Using the key ‘LEMON’, the phrase ‘MEET AT MIDNIGHT NEAR THE FOUNTAIN’ becomes ‘XIQHN EQURA TKTHA PEDHU PJAIA EEUB’

Notice that MEET becomes XIQH - the two Es are different. At the end, FOUNTAIN becomes JAIAEEUB - so one A represents O and the other N, one E represents T and the other A.

This makes it MUCH harder to work out what is going on.

How does it work?

Essentially, we line up the message with a repeating key, encoding it letter by letter using the repeating key

Vigenère Example - Image credit: me

In order to encode it letter by letter, we can use a lookup table like the one below. Find the message letter along the top, and the key letter along the side. This defines a row and column, and lets the encrypted letter be read off.

Enciphering with Vigenère

To undo this, we reverse the process, start with the key letter, look along until you get the enciphered letter, then go up to the first row to get the message letter.

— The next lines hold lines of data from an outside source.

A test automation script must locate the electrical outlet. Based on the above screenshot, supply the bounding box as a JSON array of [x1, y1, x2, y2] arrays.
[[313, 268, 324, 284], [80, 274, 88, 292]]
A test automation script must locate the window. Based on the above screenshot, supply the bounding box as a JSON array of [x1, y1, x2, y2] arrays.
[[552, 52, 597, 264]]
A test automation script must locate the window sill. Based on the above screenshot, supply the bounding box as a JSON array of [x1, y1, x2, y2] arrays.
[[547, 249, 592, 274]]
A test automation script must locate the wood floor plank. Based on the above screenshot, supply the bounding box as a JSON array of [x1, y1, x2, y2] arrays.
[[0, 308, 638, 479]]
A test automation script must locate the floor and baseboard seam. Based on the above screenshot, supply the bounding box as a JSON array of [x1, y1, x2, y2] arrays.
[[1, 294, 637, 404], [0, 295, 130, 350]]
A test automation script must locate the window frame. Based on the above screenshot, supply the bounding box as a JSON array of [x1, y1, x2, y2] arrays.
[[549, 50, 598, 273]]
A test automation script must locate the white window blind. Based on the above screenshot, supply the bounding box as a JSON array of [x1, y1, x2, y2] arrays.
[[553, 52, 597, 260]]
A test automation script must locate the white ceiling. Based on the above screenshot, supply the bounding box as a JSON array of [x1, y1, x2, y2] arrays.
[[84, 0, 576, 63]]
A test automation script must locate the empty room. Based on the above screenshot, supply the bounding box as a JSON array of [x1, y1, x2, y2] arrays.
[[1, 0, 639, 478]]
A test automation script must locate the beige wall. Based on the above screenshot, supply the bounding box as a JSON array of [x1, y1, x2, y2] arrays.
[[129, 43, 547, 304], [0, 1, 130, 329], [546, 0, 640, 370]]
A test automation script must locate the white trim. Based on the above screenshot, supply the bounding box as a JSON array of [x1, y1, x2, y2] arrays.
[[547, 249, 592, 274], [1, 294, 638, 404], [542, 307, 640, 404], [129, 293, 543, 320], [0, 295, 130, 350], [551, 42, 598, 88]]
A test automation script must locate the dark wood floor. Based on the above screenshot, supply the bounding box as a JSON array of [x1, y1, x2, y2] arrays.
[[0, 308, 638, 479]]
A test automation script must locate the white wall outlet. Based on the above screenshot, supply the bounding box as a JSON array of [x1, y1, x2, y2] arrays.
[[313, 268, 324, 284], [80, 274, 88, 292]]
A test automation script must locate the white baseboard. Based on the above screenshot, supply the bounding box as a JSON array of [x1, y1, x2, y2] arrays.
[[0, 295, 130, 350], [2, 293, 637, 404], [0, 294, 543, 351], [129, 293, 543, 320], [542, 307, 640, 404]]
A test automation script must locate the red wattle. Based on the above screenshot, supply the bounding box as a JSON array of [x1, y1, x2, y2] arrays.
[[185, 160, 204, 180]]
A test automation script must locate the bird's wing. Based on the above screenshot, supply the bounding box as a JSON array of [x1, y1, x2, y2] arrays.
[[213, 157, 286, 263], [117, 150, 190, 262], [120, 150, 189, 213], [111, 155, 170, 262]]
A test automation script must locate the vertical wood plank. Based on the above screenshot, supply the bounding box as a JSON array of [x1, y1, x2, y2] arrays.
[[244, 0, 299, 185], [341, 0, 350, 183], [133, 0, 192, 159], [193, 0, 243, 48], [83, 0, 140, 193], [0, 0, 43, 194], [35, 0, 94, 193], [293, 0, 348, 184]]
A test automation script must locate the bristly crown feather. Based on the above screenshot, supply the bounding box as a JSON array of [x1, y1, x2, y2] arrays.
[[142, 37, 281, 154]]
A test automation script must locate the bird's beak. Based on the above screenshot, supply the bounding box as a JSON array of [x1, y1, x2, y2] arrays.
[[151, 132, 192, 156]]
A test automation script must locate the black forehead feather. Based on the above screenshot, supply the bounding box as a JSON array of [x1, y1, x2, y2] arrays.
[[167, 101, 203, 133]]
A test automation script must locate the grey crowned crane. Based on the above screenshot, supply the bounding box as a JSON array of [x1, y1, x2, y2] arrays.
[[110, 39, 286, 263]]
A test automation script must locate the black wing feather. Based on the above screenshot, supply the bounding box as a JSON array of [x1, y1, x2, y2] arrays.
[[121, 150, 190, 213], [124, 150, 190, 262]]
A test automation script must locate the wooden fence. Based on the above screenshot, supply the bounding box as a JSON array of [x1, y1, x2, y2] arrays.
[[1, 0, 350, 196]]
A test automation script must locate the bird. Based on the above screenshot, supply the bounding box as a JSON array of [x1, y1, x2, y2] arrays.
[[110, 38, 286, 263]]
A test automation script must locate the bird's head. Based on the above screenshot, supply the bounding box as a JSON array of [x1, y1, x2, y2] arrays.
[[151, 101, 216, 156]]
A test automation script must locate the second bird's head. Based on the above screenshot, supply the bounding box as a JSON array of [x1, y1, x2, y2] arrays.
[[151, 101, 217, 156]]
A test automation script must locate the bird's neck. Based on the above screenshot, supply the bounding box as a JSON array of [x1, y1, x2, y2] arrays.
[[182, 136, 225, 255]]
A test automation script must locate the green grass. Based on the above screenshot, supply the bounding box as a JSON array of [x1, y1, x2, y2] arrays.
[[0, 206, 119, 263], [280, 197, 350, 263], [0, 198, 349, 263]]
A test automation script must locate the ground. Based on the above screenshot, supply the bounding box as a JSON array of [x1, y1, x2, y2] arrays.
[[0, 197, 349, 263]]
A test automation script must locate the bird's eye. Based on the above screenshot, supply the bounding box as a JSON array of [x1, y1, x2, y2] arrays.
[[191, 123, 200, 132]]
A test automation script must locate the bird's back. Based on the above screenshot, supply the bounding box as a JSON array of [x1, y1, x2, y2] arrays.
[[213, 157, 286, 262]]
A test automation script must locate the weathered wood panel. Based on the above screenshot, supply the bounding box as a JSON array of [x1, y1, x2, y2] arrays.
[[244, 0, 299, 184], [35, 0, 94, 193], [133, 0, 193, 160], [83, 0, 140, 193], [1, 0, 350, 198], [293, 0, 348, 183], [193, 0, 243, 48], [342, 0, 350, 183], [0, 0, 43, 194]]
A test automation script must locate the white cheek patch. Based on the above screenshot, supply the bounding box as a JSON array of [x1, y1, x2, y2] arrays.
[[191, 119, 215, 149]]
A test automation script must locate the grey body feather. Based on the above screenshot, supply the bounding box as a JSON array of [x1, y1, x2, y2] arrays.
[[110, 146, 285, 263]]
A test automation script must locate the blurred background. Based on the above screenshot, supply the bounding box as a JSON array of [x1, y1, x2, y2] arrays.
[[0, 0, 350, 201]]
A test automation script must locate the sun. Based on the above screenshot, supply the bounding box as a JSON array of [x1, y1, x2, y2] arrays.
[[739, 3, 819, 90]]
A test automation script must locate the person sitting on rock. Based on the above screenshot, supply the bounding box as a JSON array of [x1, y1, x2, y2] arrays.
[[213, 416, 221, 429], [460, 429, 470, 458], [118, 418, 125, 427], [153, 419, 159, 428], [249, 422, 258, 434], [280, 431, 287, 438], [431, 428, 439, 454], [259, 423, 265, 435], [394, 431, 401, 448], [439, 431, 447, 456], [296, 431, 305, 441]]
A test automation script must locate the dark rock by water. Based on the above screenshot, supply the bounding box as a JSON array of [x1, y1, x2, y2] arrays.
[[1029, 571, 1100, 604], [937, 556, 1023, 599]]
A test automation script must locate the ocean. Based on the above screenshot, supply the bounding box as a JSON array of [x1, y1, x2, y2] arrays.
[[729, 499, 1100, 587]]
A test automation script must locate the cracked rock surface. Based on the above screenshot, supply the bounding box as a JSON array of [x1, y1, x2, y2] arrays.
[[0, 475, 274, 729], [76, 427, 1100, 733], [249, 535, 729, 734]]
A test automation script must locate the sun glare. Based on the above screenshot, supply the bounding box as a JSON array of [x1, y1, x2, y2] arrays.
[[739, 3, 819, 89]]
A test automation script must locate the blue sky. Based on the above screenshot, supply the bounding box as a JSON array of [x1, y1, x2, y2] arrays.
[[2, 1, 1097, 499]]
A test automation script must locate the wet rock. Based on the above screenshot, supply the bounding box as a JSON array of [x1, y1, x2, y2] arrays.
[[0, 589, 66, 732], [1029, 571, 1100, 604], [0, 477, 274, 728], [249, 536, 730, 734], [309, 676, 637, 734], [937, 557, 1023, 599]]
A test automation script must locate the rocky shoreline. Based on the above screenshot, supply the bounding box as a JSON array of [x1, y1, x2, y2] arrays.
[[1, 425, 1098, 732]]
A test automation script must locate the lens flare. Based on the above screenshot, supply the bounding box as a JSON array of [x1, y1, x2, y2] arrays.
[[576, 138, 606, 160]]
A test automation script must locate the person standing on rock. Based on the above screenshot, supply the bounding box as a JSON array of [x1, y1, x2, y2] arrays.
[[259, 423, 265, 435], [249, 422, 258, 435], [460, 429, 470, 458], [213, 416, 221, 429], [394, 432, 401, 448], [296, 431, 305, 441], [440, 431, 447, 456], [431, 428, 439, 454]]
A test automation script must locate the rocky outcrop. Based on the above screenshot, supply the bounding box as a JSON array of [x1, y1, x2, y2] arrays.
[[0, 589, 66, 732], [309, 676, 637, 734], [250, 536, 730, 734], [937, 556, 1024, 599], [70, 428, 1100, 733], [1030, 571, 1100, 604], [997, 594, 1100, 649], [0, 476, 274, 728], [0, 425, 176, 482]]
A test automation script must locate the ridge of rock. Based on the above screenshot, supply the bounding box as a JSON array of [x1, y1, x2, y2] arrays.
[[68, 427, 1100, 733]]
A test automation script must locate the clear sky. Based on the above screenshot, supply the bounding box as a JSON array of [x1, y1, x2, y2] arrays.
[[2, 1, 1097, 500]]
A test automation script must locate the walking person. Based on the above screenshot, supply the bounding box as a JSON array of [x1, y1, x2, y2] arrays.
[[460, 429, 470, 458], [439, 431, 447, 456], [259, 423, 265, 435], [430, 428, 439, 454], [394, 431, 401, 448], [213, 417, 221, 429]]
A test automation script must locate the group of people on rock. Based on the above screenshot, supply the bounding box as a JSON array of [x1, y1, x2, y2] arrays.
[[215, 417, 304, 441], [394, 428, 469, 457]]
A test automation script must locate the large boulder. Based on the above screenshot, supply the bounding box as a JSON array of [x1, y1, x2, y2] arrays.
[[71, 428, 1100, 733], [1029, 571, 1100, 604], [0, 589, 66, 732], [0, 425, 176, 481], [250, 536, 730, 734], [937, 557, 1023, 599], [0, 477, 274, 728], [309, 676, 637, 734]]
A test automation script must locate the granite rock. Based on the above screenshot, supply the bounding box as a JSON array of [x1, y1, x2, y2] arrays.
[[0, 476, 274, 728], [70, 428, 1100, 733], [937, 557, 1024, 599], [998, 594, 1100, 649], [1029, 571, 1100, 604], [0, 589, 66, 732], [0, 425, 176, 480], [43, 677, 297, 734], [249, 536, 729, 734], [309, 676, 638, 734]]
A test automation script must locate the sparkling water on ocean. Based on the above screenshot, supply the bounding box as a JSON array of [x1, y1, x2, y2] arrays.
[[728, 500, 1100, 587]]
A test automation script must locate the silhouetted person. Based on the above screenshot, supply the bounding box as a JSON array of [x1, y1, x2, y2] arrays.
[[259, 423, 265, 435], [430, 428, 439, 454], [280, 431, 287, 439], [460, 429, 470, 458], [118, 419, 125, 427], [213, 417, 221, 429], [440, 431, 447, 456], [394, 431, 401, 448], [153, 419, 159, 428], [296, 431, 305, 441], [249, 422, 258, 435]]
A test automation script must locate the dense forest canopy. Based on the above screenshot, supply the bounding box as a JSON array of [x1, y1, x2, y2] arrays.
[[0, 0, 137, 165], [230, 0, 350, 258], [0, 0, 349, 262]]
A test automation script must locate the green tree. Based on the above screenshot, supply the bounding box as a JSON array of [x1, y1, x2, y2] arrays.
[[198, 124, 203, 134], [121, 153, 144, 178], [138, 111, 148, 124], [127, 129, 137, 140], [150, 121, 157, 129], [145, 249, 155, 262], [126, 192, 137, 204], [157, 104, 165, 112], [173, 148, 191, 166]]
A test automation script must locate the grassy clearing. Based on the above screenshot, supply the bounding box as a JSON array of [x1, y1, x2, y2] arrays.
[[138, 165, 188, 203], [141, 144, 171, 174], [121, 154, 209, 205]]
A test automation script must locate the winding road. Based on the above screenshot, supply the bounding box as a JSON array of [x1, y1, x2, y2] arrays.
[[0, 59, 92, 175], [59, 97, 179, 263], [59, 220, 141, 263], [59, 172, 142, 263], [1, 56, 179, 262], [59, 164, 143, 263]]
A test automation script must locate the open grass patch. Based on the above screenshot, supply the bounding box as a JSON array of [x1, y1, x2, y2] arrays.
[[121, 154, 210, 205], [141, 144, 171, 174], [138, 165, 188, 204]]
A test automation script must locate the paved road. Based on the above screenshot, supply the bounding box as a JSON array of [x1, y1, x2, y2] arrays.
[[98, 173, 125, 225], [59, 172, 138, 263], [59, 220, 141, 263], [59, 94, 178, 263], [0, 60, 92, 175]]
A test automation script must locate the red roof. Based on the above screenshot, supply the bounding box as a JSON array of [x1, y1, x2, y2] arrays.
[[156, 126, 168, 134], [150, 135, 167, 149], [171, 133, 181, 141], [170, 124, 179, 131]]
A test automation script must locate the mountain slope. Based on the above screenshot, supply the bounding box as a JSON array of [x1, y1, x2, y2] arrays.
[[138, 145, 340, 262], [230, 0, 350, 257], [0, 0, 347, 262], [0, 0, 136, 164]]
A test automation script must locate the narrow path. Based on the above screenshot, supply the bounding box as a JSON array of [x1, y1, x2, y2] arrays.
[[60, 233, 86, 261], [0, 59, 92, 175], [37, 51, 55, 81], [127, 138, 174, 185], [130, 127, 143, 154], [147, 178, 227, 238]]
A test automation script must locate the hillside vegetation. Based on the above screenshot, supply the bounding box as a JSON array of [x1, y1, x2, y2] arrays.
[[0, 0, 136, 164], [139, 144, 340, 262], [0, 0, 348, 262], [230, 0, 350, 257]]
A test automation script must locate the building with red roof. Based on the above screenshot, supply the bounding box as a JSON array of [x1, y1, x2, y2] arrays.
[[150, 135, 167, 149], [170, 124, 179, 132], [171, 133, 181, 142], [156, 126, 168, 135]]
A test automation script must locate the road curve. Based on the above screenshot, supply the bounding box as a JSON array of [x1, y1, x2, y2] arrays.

You could also write some code to do this, here is a spreadsheet example written in numbers - the formula is in the third line. The numbers are about shifting the ascii code for the letter down to the 0 to 25 range, and then back again.

Essentially, in cell A7, we get the ascii code for A5 and A6, add them and subtract 130 (twice 65, the ascii code for A). We them divide by 26 and find the remainder with the mod function. Thus we have a result that must be in the range 0 to 25. Adding 65 puts us back in the ascii range for capital letters, and we then convert back into text with char.

This formula in A7 is copied to the right.

Notes

A key like AAAAAA does nothing to the message, and indeed, any key with just one letter reverts to a Caesar shift.

Short keys are not much better than monoalphabets.

If you encode twice, with keys whose lengths are not co-prime is a waste of time. I.e a key with six letters and a key with twelve letters is just the same as a key with 12 letters.

However, a key with seven letters and a key with eleven letters does not repeat for 77 characters (it is not as strong as a 77 character key though, far from it).

Longer keys are more secure - and if the key is gibberish and as long as the message, you have a one-time-pad. This is totally unbreakable if you have a secure way to agree on a one time pad ahead of time, and you never re-use it.

If the key is shorter than the message, and part of the key is recovered, it might be possible to use the partially decrypted message to allow educated guesses to be made on other parts of the communication, and therefore work out what the key must have been.